Based on Peter Schweizer's book "Reagan's War," the movie (which Schweizer exec-produced) traces a line of causality that goes from the assassination of Archduke Ferdinand in 1914 to the Cold War. It goes something like this: A "beast" arose from "the fever swamp" of World War I and "played upon man's yearning for a utopian solution to its abject misery, a quasi-religious criminal taking the form of a political messiah." Basically, this beast represents all the evil 'isms of the 20th century: Bolshevism, communism, fascism and Nazism, all of which advocated state control and power as their goal. All metaphorical beasts need metaphorical heroes, like Ronald Reagan.

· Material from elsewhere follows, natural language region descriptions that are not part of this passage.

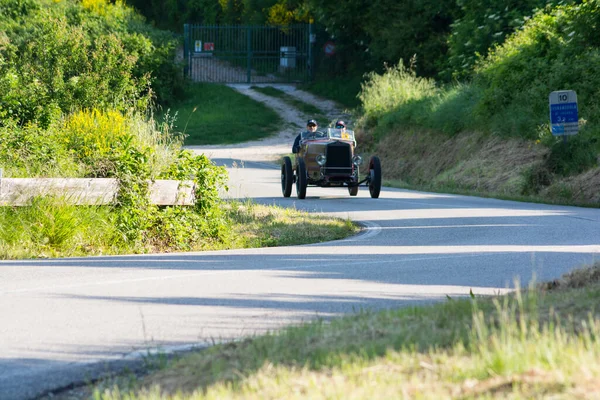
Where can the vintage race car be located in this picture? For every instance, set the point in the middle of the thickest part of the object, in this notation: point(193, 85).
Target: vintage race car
point(327, 159)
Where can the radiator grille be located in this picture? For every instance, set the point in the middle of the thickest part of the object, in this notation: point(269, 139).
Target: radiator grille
point(339, 155)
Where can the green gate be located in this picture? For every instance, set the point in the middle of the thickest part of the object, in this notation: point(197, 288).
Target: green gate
point(248, 54)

This is the sort of film that will make its target audience, presumably religious, right-wing Christians, heartened and possibly misty-eyed. But it's likely to provoke hooting and hollering in less reverent circles. Being single-minded in purpose, "In the Face of Evil" takes a wide berth around issues and events inconvenient to its narrative propulsion. In its mythic retelling of Reagan's life, for instance, the members of the counterculture that Reagan fought as California governor are little more than kissing cousins of the beast.
The movie's biggest selling point, that Reagan brought down the house of the USSR, has much merit, in that Reagan spearheaded a concerted effort to dismantle the Soviet machine. But the movie plays down the almost innumerable contributing factors, including the Soviet Union's internal economic collapse. (The USSR was an empire, journalist and international studies author Josef Joffe recently wrote in the National Interest, that "died in bed.") This is for the pre-converted, certainly not the left, or even those who consider themselves detached observers.
IN THE FACE OF EVIL: REAGAN'S WAR IN WORD AND DEED (PG-13, 110 minutes) --Contains footage of historical atrocities. At National Amusements Reston and Cineplex Odeon Wisconsin Avenue.